Because of this, we had to be careful not to commit to any other additional costs too early:

  • The hotel’s internet connection,
  • A dinner for all,
  • More rooms for Open Space
  • Technicians videoing all the talks in professional quality.

Yet, the fact that we were not able to commit to “standard features” lead to the emergent discovery of new options that wouldn’t have happened any other way:

  • The amazing guerilla internet connection,
  • The Dinner with a Stranger,
  • Open Space in two big rooms instead of many small ones,
  • A professional cinematographer who is now editing videos of the conference.

The surprising outcome is, apart from our great product, that we now actually have some money left over.

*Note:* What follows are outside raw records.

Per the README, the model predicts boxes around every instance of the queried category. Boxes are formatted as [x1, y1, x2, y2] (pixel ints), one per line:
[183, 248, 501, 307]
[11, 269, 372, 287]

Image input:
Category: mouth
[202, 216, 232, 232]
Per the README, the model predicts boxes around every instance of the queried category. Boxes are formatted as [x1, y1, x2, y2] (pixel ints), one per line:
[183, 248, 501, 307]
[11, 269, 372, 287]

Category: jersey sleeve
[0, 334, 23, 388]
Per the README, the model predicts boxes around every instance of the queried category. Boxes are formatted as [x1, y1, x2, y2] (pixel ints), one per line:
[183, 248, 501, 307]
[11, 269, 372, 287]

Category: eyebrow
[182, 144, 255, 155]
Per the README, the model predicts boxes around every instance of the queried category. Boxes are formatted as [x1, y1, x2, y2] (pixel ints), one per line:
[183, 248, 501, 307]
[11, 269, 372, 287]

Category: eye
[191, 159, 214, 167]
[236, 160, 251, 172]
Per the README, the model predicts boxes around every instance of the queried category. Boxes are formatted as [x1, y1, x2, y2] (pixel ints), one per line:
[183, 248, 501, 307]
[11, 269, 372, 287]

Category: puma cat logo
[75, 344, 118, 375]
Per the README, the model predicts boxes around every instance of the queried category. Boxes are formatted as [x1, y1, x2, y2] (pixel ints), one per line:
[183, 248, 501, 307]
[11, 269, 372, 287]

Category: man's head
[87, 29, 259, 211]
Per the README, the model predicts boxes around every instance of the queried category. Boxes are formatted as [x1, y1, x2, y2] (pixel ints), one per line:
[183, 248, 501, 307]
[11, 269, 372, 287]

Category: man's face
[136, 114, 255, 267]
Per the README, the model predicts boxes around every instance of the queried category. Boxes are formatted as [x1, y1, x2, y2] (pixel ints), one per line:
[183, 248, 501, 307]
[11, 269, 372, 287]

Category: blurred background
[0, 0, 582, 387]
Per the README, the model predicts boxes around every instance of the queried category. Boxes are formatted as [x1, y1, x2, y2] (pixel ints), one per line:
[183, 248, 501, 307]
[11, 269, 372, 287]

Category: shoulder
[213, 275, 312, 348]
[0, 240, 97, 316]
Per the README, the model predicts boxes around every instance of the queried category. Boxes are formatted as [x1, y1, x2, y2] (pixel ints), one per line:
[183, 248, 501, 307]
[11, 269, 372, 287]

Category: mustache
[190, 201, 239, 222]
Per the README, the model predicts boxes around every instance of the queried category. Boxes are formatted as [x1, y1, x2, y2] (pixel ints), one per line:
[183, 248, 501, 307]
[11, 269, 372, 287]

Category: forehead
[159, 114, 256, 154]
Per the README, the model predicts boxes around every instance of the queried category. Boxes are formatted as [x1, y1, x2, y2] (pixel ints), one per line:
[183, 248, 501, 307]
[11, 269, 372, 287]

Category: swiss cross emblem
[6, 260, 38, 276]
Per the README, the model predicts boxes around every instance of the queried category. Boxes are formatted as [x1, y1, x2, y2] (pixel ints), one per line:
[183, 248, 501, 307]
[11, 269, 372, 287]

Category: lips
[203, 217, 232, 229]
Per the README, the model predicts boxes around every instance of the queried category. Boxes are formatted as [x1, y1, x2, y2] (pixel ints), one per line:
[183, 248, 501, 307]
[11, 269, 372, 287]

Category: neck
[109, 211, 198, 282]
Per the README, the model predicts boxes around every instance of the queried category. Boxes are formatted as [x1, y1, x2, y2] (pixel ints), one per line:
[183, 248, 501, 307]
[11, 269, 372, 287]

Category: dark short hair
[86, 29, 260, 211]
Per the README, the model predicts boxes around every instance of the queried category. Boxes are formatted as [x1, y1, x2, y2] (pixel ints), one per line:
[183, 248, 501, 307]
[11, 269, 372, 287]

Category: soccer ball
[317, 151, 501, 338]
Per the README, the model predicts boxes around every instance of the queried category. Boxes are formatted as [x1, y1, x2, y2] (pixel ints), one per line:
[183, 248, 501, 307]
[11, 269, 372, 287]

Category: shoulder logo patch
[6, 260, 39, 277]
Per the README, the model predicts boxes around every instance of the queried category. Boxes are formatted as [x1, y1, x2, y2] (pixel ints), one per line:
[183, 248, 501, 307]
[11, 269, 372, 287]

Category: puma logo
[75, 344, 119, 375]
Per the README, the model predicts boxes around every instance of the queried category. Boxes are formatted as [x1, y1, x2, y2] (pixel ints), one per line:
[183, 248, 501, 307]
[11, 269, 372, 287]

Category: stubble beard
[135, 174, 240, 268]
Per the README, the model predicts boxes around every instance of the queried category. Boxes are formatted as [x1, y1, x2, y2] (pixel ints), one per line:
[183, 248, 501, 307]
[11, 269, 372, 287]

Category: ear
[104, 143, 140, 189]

Distributed Cognition, Avoiding a Backlog

We did not keep a backlog. We used Mindmeister, Basecamp. Twitter, email and Skype to communicate, and Google Docs to gather knowledge. I’ve been getting more than 1000 mails a week during the last months, just to give you a feeling (that includes Twitter and Basecamp notifications). We wrote down what we discussed and only decided what to do in the last responsible moment.

That led to a few mistakes (we informed people who had submitted a talk that was not chosen for the program far too late, for instance—sorry!) but in the end I think the experience would have been much less interesting and new had we wrote down what we wanted to do far in advance. Committing to a backlog is a decision that’s not so easy to change, especially with 40 volunteers working from that list. Continually communicating ensured that were reminded of important features, decisions and tasks on time (in most cases) and with the best available information, leading to better informed decisions.

We paid with a few mistakes and increased need of communication, but we earned a more creative, unintended, emergent result which delighted our participants. I think it was worth it!

Real Options again:

  1. Options have value,
  2. Options expire,
  3. Never commit early unless you know why.